Machrihanish Golf Club has become well known in the last few years, mainly because of its exceptional first hole, which requires the round's opening shot to carry the Atlantic. At 436 yards, it is a tough start, particularly into a breeze.
The par-70 course is set in dunes in the small village of Machrihanish, which is situated on the western side of the remote Kintyre Peninsula. There are also views across to the islands of Jura and Islay.
Machrihanish Golf Club, which stretches out to 6,462 yards from the blue tees, was ranked the No. 39 course outside of the United States by Golf Digest in 2005, and the first hole is often rated as one of the best opening holes in the world. The classic links holes, after No. 1, are the fifth, which is another par 4 with its fairway like an elephant's graveyard, the 10th, a clever dogleg par 5, and the par-3 15th, a one-shotter with real difficulty if the elusive green is missed from the tee.
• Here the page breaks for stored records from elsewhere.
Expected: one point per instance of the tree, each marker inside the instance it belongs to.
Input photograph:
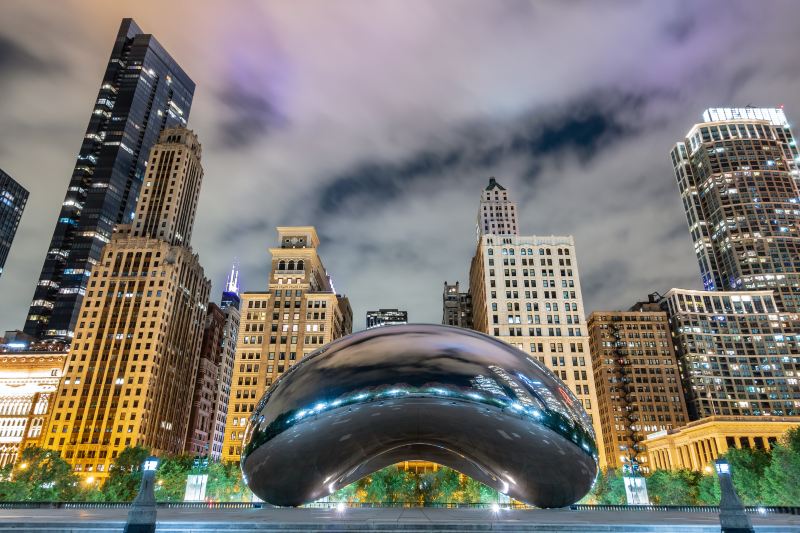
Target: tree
(609, 489)
(171, 477)
(225, 483)
(124, 475)
(673, 487)
(708, 491)
(39, 475)
(391, 484)
(747, 472)
(781, 483)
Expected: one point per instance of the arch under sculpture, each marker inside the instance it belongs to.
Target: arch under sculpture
(425, 392)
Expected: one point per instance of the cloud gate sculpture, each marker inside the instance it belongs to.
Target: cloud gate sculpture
(436, 393)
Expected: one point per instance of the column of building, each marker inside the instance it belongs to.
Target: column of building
(298, 313)
(526, 291)
(637, 379)
(134, 358)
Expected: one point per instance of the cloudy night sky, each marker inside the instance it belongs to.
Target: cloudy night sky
(380, 123)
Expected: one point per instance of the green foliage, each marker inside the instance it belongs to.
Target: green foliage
(708, 491)
(673, 487)
(747, 472)
(609, 488)
(124, 475)
(38, 475)
(781, 483)
(225, 483)
(395, 484)
(171, 477)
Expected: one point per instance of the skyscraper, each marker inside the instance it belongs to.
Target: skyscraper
(225, 361)
(386, 317)
(526, 291)
(637, 378)
(143, 91)
(215, 373)
(134, 357)
(298, 313)
(201, 420)
(13, 198)
(738, 174)
(497, 214)
(739, 354)
(456, 306)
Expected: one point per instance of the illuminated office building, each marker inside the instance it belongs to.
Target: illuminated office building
(29, 379)
(13, 198)
(134, 357)
(637, 379)
(298, 313)
(526, 291)
(456, 306)
(738, 354)
(738, 174)
(142, 92)
(698, 444)
(201, 421)
(386, 317)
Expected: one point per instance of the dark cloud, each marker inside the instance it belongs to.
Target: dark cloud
(16, 59)
(380, 123)
(251, 116)
(580, 127)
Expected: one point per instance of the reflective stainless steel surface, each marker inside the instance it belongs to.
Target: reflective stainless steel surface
(438, 393)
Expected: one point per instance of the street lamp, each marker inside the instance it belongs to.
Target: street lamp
(142, 516)
(732, 516)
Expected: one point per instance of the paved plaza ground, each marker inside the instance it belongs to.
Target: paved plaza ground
(379, 520)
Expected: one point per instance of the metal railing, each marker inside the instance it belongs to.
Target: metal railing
(763, 510)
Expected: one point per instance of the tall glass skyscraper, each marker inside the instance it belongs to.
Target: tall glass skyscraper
(13, 198)
(143, 91)
(738, 175)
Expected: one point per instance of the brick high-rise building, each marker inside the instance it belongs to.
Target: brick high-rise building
(201, 422)
(637, 379)
(456, 306)
(298, 313)
(142, 92)
(13, 198)
(526, 291)
(29, 377)
(134, 357)
(738, 173)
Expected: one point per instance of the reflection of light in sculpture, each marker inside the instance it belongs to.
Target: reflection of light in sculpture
(435, 393)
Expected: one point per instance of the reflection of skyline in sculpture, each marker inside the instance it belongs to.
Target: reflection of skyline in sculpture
(433, 393)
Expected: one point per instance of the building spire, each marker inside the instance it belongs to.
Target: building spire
(232, 281)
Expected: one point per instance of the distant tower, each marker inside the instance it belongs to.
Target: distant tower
(13, 198)
(738, 174)
(142, 92)
(230, 294)
(386, 317)
(526, 292)
(497, 215)
(456, 306)
(297, 313)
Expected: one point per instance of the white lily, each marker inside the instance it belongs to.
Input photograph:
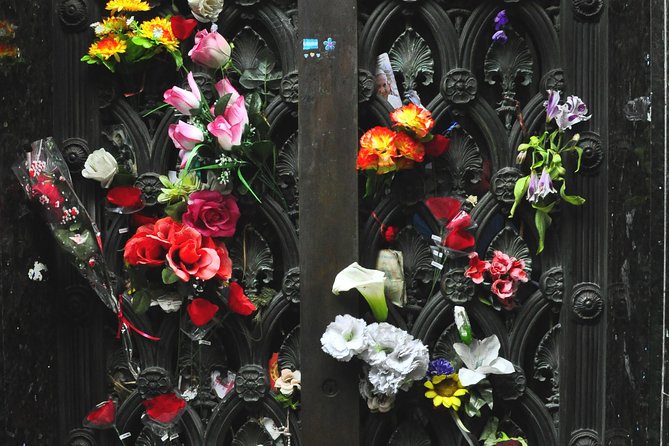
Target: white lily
(100, 166)
(369, 282)
(481, 358)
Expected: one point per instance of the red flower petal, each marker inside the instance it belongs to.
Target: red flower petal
(164, 408)
(201, 311)
(102, 416)
(125, 196)
(182, 28)
(238, 302)
(437, 146)
(443, 208)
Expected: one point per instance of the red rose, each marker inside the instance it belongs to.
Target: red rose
(188, 257)
(238, 302)
(164, 408)
(476, 268)
(212, 213)
(201, 311)
(144, 249)
(437, 146)
(125, 196)
(102, 416)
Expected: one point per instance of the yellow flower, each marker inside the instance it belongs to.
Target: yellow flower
(445, 390)
(127, 5)
(107, 47)
(159, 30)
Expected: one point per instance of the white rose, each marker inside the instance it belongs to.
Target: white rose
(206, 10)
(100, 166)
The golf club was founded in 1876 as the Kintyre Golf Club. It had 10 holes before the club officially existed, and was quickly expanded to 12. In 1879, Tom Morris was brought in to redesign and expand the golf course to the full 18 holes, including today's first hole. J.H. Taylor made some modifications in 1914, and in the 1940s, Sir Guy Campbell brought the golf course to its current configuration.